An Artificial Neural Network Approach to Predicting Stroke in Postmenopausal Women.

Dear Editor-in-Chief

Stroke is a leading cause of disability and death among elderly women in developed countries (1). Because the incidence of stroke dramatically increases after menopause, most women experience stroke relatively late in life. Furthermore, the stroke incidence is particularly high in Asians and blacks (1, 2). In 2017, the prevalence of stroke in elderly South Korean women was 5.1% (3).
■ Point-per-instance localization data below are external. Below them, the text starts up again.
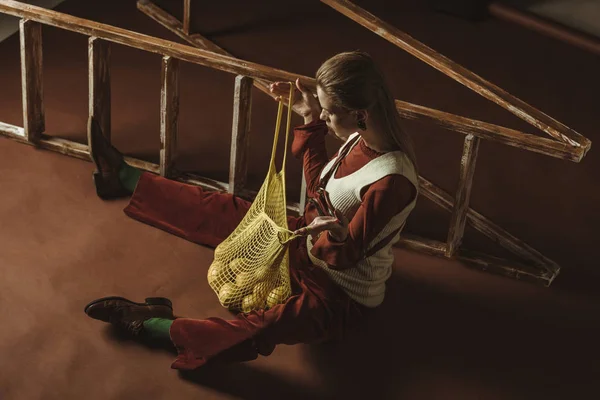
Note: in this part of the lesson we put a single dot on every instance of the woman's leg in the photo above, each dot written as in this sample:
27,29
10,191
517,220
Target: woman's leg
318,310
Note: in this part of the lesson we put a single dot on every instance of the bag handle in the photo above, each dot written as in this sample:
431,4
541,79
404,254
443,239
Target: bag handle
278,128
323,181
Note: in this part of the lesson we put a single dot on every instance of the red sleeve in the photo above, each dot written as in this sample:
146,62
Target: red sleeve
309,144
383,200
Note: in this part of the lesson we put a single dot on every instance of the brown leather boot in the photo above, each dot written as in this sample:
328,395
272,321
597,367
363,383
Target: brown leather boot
127,315
108,162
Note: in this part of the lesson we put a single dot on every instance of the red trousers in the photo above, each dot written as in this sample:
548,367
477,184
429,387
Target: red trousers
318,309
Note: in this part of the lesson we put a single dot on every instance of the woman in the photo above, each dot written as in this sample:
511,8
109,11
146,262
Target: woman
338,272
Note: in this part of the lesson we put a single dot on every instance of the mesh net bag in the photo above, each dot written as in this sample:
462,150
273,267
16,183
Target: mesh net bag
250,270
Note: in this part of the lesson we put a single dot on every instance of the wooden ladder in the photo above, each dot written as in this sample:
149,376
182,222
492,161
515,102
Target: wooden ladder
564,142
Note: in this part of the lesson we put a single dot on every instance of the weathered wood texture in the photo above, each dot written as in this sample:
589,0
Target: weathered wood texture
186,16
196,40
463,193
488,228
427,246
230,64
460,74
169,114
407,110
12,131
99,83
479,261
145,42
240,134
485,130
31,79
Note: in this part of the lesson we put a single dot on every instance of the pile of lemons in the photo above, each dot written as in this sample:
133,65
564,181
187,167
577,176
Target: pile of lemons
239,287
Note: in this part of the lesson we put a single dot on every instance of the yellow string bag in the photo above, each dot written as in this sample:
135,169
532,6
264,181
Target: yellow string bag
250,270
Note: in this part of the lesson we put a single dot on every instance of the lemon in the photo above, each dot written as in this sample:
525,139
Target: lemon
228,295
276,296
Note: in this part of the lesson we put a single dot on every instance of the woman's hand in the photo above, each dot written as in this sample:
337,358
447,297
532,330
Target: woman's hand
304,102
337,227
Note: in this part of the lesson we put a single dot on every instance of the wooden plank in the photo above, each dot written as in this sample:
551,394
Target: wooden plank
81,151
186,16
31,79
426,246
302,202
99,83
422,245
460,74
485,130
240,134
488,228
407,110
196,40
479,261
210,59
147,43
169,114
463,193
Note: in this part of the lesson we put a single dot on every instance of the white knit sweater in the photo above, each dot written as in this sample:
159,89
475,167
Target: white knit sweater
365,283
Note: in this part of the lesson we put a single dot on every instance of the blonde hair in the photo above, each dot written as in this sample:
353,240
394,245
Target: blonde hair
353,82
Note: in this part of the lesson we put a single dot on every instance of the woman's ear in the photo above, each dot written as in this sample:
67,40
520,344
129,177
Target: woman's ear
362,115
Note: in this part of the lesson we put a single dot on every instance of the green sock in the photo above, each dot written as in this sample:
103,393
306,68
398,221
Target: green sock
129,176
158,328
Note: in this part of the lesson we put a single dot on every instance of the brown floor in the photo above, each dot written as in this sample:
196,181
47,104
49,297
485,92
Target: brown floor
444,331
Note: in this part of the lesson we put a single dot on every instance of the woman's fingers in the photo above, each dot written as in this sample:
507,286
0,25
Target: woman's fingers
300,86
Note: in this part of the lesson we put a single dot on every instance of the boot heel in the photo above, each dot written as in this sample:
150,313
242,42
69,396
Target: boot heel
159,301
107,188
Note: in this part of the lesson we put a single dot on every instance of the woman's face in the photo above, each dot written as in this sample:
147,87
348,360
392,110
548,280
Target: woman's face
341,123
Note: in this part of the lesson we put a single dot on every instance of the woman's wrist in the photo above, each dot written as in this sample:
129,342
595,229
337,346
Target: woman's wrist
335,239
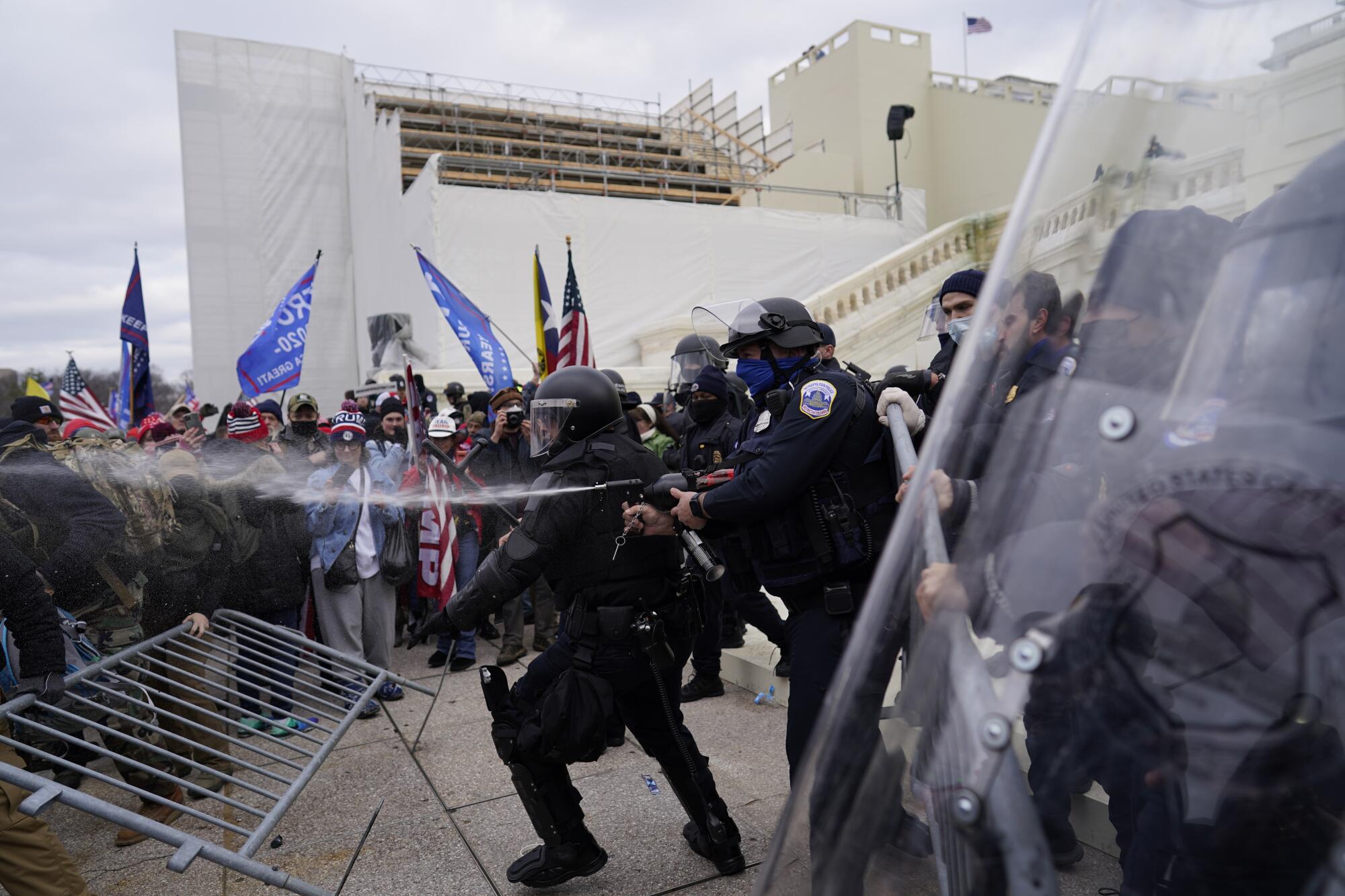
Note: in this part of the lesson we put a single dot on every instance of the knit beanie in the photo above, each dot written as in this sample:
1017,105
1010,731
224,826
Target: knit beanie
177,463
968,282
712,380
349,424
245,424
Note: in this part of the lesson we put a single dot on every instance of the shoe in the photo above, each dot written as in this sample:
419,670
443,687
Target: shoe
1067,856
154,811
210,782
703,686
551,865
69,776
248,725
287,728
727,857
Although menopause is a pathophysiological change that begins at an average age of 50 years, the mechanism by which menopause exerts its effects on vascular incidents remains unknown (4). Although the majority of strokes can be attributed to risk factors common to both men and women, including high blood pressure, high cholesterol levels, diabetes, smoking, and overweight status, there are a number of stroke risk factors that are specific to women, including those that involve sex hormones and exogenous estrogens (5).

Artificial neural network (ANN) prediction models are now used in many areas of healthcare research (6). ANN models are ideal for predicting disease prevalence in individuals, as they involve calculating nonlinear correlations between independent and outcome variables until a high level of accuracy is achieved (7).

Therefore, we aimed to develop an effective ANN model for predicting stroke in post-menopausal women based on data from the Korea National Health and Nutrition Examination Survey (KNHANES).

We extracted data, including age, income, educational attainment, physical exercise, body mass index, waist circumference, smoking and drinking habits, and food intake, from the KNHANES 2010–2015 databases. Daily energy intake was assessed via 24-h recall and food-intake frequency methods. The data on all variables were then transformed into values ranging from 0 to 1 using the MinMaxScalar class from the preprocessing module of the Python scikit-learn library. After data processing, the entire data set was split into training and test sets at a ratio of approximately 7:3. The ANN model consisted of an input layer of 9 dimensions, hidden layer of 12 dimensions, and output layer of 1 dimension. The network was trained using stochastic gradient descent and optimized using Adam optimizer with a learning rate of 0.001. The neural network was trained for 100 epochs. We used the Rectifed Linear Unit activation function at each layer and the Sigmoid at the output layer. A dropout regularization of 30% was applied at the input layer, and the categorical cross entropy error function for binary classification was used as the loss function (Fig. 1). The ANN model was implemented using the Tensorfow framework (version 1.12.0). We calculated the accuracy of the test set to measure the performance of the prediction model. Probability estimates were calculated to plot a receiving operating characteristic (ROC) curve for the model, and the ROC curve was used to measure the predictive performance of the model.

Fig. 1:

Plot of train and validation loss as a function of epoch

The mean age of the 8524 participants included in the study was 64.2 years, and the stroke prevalence was 3.4%. After normalization of all variables, the ANN model achieved a relatively high accuracy rate of 0.966. The area under the ROC curve for the ANN prediction models was 0.689 (95% confidence interval = 0.626–0.752) (Fig. 2).

Fig. 2:

Receiver operating characteristics (ROC) curves for artificial neural network in prediction of stroke

ANN models have recently been used to predict the occurrence of many diseases, including hypertension, diabetes, and heart failure (8–10). In this study, we developed a high-performance stroke prediction ANN model based on sociodemo-graphic variables. This prediction model, based on nationwide survey data, can be used as a preliminary screening tool to identify post-menopausal women at high risk of stroke. The ANN-based prediction model may increase the chance of early intervention and reduce treatment costs.